Mr. Pani was not the first target of Mr. Orban’s propaganda machine. Over the past 16 years, state media have slandered every supposed “enemy,” from liberal philanthropist George Soros to, more recently, Ukrainian President Volodymyr Zelenskiy.

“If you only consume this news, you don’t get a chance to check reality. That’s your reality,” Panyi said. “Don’t be angry at your 80-year-old grandmother, because she sees the world through television and newspapers.

“The saddest thing is that (propaganda) has become normalized,” Pany said. “Part of the audience has become accustomed to it.”

David Pressman, who resigned as U.S. ambassador to Hungary last year, said viewers were not only “accustomed” to propaganda, but were also indirectly funding it through their taxes. During his tenure, Mr. Pressman was regularly attacked in state media, where he was portrayed as an “LGBTQ activist.”

“Mr. Orbán has run a sophisticated, taxpayer-funded propaganda campaign based on fear,” Pressman told CNN. “He drew attention to what did not exist in order to distract from what did exist.”

For years, that strategy worked. One of the reasons Fidesz’s propaganda was so successful was that it was difficult to escape. For weeks, posters have been posted in the Hungarian countryside warning that the Magyars and Zelenskiy are dangerous. Fidesz often broadcast political news on state media during the halftime break of soccer matches.

Pressman said it was a “surprise” that Magyar was able to break through after being effectively shut out from state media. While Mr. Orbán’s campaign ran on the airwaves and billboards, Mr. Magyar’s campaign relied instead on a huge ground campaign. At his first international press conference on Monday, Magyar told reporters that he had visited 700 towns and villages in two years. His flesh-and-blood campaign attracted huge numbers of voters in rural areas of Hungary that had been “totally ignored” as Fidesz strongholds, Pressman noted.

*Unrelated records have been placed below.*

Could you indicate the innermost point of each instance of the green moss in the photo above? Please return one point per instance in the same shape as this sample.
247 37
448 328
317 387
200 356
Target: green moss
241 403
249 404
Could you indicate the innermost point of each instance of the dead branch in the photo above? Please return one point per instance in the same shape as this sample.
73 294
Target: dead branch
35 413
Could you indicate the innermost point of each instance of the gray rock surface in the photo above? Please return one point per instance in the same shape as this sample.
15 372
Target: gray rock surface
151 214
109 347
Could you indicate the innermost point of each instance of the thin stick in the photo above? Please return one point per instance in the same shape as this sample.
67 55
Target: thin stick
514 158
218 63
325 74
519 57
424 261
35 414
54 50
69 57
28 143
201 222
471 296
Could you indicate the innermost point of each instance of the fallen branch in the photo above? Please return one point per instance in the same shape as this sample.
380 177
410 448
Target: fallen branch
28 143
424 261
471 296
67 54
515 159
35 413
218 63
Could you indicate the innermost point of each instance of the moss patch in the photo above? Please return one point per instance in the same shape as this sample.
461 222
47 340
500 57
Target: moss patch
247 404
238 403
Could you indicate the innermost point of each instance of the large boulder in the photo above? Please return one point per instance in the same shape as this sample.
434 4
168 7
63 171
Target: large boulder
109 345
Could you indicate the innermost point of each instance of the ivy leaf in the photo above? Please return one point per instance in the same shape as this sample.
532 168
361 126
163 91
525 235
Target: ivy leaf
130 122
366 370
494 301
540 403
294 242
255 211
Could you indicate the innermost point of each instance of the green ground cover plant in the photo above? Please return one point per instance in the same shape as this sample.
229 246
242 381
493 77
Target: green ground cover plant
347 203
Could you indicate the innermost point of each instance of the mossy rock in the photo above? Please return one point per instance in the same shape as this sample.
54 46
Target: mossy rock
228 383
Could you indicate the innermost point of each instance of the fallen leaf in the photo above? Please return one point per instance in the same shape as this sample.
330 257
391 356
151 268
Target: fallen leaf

It will take time to dismantle the media “machine” that Mr. Orban has built. Polyak, the media professor, said that a two-thirds majority would allow Tisza to reverse the constitutional reforms introduced by Fidesz, allowing the Magyar government to establish a new media regulatory body and reorganize state television and radio.

He said the real challenge will come from private companies. Mr. Poljak said Mr. Orbán’s cronies receive so much money from the public purse that they could continue to lavish funding on pro-Fidesz media outlets if they wanted to.

For many Hungarian reporters, this week felt like a new dawn. Some recalled attending a Fidesz press conference but not being asked questions. Instead, at a press conference on Monday, Magyar thanked Hungarian media for their patience before undergoing a three-hour interrogation.

But Pani said he did not expect this “honeymoon” period to last. He said he hoped the new government would allow Hungarian media to recover “organically” and allow the media to carry out its mission of “holding those in power accountable.” When Magyar takes office next month, he will have an untested government with an inexperienced cabinet.

“For me, it feels like Season 1 is over,” Panyi said. “I’m sure season 2 will start soon.”